Hamburg. Bei einem Ausflug an die Landungsbrücken werden Schüler einer Integrationsklasse massiv bedroht. Der Angeklagte bestreitet das.

Sie hat diese Szene noch vor Augen: Wie ein Mann eine imaginäre Waffe anlegt und diese vor seinem Körper hin und her schwenkt, „in einer Erschießungsgeste“, wie sie schildert. Lehrerin Martina R. ist noch heute schockiert, wenn sie daran denkt, was sie mitten in Hamburg erlebte, an den Landungsbrücken. Diese Fremdenfeinlichkeit, die der Mann damit wohl ausdrückte, und die Verachtung. Denn was sie als angedeutetes Massentöten wahrnahm, richtete sich offenbar gegen ihre Schüler, allesamt Jugendliche, die als Flüchtlinge nach Deutschland gekommen waren. Die hier in Frieden leben wollen – und Hass erlebten.

So jedenfalls hätten es die Jugendlichen empfunden, erzählt ihre Lehrerin. „Die Schüler waren entsetzt und schockiert.“ Der Mann, der auf diese Weise junge Menschen angefeindet und erschüttert haben soll, will das alles ganz anders verstanden wissen. Die Geste, die andere als Erschießung interpretierten, und auch eine andere, die sie als Hitlergruß wahrnahmen.

„So war das nicht gemeint“, sagt Patrick N., der sich unter anderem wegen Volksverhetzung vor dem Amtsgericht verantworten muss.
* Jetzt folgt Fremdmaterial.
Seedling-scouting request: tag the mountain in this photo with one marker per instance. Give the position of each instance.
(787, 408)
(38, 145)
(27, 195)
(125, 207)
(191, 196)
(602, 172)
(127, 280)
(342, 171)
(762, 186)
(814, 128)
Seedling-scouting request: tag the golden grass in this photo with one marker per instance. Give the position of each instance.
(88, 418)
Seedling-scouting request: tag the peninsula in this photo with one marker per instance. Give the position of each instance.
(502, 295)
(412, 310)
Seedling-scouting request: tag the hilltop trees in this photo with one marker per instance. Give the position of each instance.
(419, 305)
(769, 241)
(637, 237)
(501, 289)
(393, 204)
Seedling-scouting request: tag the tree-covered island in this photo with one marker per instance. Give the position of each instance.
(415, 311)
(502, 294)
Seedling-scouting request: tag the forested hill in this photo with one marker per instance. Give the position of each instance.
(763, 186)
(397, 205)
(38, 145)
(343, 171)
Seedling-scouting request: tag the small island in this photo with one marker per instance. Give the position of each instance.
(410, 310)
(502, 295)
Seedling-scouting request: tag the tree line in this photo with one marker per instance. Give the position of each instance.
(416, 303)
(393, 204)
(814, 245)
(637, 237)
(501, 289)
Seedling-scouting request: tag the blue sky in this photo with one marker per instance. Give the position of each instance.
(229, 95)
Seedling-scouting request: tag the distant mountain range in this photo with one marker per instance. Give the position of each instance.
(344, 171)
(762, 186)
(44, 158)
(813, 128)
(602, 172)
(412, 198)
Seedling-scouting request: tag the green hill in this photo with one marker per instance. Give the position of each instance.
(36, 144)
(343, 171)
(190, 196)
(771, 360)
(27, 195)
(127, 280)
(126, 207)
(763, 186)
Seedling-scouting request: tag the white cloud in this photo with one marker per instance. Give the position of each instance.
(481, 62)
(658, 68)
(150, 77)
Die Staatsanwaltschaft wirft dem 40-Jährigen vor, den Schülern einer Integrationsklasse, die Ende Januar für einen Projekttag in der Stadt unterwegs waren, den Hitlergruß gezeigt zu haben. „Wenn Hitler noch wäre …“, soll er als unheilvolle Drohung noch hinzugefügt haben.

Schüler besuchten auch KZ-Gedenkstätte

Doch Patrick N. will den Eindruck, er identifiziere sich mit nationalsozialistischem Gedankengut, weit von sich weisen. „Ich fahre nicht durch Hamburg, um so eine Scheiße zu machen“, sagt der blasse Brillenträger und knetet nervös seine Hände. Er arbeite bei einem sehr großen Hamburger Unternehmen mit Kollegen ausländischer Herkunft zusammen, erzählt der Angeklagte. „Wenn die wüssten, weshalb ich hier angeklagt bin, würden die das nicht glauben.“ Zudem sei er an jenem Tag betrunken gewesen.

Lehrerin Martina R. berichtet von ihren Schülern, die an jenem Tag einen Film zum Thema „Hamburg als zweite Heimat“ als Projektarbeit drehen sollten. Zwei Mädchen seien plötzlich zu ihr gelaufen und hätten erzählt, dass ein Mann den Hitlergruß gezeigt habe. „Sie waren echauffiert.“ Dann habe ebenjener Mann gerufen, die jungen Leute sollten abhauen. „Dies sei sein Land und sie seien das Letzte. Und wenn Hitler noch wäre, würde er sie alle töten.“

Wie der Hitlergruß genau aussieht und was er bedeutet, das war den jungen Flüchtlingen nur zu bewusst: Einen Tag vor ihrem Ausflug an die Landungsbrücken waren sie in der KZ-Gedenkstätte Neuengamme. Der Prozess wird fortgesetzt.